Well it’s done now, for better or worse. There’s no going back.
I have to admit to a degree of trepidation each year when the third week of August comes around and it is time to prune my Suntan apple. It has to be done; in a garden the size of mine there is no question of allowing it to grow unchecked. So I have a quick look at the RHS website to remind myself what I should be doing and then get stuck in.
Three leaves above the basal cluster for laterals, one leaf above the basal cluster for sub-laterals. Clear enough.
No it isn’t! There is no line marked on a shoot to say “the basal cluster ends here”. There is no clear difference between laterals and sub-laterals. In truth it doesn’t matter that much. I know that now because I have been through this for four years now and the tree flowers beautifully. I don’t get a lot of fruit, but that is not because of my pruning.
The first pass is from the ground, cutting everything I can reach. It’s not a great deal, perhaps a third. Then out comes the stepladder, from which I can just about reach the rest. I end up with a fair sized pile of prunings on the floor.
Those prunings represent reduced leaf area, which translates to reduced vigour in the tree, favouring production of flowers rather than growth. I live in Cornwall and our climate certainly encourages lots of growth, so there is an element of compensating for that in what I do. The timing is important, doing it now should mean little or no new growth before the tree drops its leaves and goes dormant. Doing it later reduces the effectiveness of the treatment.

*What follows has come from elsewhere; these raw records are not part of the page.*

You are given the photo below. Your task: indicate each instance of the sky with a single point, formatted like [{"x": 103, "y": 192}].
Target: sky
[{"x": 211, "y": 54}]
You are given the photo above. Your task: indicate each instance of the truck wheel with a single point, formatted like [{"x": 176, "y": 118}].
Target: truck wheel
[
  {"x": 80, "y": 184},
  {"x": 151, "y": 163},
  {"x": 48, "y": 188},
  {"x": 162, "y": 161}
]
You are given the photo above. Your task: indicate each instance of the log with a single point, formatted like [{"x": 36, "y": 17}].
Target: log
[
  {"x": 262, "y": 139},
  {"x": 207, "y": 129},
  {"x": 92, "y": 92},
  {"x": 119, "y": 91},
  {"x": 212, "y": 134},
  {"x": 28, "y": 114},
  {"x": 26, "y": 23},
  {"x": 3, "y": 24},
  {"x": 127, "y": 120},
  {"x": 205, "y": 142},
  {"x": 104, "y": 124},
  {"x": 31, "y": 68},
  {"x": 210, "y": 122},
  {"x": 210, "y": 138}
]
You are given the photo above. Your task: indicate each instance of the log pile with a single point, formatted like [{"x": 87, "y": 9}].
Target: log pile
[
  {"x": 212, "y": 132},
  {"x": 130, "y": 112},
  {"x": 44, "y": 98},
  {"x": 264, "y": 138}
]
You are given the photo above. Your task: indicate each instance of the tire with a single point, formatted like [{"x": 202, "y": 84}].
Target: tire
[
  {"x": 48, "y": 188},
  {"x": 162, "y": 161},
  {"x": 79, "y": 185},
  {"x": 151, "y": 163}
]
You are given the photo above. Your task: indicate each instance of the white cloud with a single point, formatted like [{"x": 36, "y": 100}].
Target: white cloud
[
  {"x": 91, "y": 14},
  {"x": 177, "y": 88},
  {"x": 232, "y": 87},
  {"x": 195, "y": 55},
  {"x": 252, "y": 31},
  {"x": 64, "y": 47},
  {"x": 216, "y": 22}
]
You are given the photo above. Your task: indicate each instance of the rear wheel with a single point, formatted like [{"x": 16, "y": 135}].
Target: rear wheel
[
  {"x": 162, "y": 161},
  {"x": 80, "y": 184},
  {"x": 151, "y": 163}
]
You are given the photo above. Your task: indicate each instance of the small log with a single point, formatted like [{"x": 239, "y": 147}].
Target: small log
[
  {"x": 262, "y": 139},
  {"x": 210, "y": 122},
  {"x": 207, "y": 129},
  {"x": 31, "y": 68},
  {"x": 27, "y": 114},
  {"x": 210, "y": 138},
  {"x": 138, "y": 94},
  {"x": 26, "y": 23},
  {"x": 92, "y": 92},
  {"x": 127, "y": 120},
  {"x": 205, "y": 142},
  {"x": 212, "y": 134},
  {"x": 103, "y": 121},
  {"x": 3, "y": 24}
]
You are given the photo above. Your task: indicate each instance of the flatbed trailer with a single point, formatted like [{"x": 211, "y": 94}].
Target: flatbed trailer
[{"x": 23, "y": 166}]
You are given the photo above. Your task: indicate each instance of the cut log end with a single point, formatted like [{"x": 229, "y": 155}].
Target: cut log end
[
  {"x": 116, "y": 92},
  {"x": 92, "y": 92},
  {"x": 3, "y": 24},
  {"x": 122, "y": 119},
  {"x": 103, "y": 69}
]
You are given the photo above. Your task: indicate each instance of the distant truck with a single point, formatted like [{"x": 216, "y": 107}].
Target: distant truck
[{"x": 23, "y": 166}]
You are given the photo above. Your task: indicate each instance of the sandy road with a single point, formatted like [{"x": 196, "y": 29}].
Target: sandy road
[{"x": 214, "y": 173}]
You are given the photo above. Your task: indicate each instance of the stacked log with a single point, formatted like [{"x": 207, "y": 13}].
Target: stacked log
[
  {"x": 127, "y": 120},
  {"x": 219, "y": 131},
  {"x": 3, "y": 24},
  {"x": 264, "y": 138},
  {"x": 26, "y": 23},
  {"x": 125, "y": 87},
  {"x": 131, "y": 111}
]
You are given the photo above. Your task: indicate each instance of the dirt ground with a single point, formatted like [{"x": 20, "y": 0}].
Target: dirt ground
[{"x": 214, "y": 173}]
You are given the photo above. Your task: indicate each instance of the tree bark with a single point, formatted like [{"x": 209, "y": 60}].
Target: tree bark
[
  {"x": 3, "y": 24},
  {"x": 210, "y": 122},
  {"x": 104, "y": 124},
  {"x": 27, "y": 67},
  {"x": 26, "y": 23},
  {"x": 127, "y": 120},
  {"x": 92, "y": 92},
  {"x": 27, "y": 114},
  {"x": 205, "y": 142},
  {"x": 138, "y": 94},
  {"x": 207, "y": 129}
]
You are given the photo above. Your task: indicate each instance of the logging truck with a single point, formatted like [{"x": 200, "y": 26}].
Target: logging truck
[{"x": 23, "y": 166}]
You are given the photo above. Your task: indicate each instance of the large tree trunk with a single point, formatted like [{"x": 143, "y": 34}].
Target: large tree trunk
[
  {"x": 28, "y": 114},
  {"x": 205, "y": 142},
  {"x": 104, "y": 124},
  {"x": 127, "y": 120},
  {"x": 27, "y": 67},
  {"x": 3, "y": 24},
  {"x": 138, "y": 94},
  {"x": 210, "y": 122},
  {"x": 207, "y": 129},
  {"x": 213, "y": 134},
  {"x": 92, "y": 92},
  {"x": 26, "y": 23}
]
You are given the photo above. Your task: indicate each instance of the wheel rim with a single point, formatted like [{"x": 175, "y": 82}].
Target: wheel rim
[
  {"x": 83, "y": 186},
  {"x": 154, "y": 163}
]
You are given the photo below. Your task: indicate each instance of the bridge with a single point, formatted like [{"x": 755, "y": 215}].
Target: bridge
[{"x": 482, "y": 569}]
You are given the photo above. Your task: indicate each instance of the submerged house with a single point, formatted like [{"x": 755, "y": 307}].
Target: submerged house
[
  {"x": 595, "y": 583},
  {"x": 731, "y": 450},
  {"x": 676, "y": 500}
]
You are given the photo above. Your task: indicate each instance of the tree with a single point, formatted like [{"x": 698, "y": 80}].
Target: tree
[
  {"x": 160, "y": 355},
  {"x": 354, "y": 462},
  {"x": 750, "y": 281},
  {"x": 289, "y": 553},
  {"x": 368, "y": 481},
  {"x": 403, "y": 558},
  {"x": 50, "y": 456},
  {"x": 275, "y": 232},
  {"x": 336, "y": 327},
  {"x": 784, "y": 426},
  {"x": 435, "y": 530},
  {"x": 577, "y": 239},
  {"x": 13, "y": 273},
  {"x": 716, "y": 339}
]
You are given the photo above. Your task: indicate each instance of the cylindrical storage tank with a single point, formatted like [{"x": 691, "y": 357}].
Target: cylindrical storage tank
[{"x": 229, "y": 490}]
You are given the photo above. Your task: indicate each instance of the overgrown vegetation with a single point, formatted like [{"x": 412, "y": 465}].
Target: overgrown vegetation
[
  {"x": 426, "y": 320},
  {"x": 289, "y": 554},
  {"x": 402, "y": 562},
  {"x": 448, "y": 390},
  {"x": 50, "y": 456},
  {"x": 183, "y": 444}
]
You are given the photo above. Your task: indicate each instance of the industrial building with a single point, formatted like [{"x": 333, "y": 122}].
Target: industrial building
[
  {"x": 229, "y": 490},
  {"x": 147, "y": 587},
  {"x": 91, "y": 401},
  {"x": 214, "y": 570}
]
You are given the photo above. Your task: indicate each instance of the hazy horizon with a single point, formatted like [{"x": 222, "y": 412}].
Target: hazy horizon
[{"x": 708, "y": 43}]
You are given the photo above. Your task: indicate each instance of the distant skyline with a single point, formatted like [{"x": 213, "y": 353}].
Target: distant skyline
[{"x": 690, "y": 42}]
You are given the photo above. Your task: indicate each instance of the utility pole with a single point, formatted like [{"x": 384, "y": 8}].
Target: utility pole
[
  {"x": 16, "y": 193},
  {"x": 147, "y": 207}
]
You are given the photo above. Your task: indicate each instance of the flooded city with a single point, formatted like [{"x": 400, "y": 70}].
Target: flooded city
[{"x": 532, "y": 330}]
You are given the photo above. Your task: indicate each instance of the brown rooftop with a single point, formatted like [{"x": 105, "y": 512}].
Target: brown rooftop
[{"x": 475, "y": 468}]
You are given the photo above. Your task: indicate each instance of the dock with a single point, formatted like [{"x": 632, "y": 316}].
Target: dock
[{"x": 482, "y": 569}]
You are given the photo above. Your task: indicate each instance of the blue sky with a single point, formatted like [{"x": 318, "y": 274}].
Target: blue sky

The lack of fruit is down to poor pollination. Suntan is a late flowerer and Until last winter I had nothing flowering at the same time. I have now planted Newton Wonder and Lanes Prince Albert, which should in time rectify the situation, as well as providing me with cooking apples. Those I shall try and grow as spindle trees, curtailing vigour by tying down their laterals. I shall also graft a few bits onto my “family” tree, which is behind Suntan in the picture, and possibly onto Suntan itself. Then if they grow too big I can get rid of them.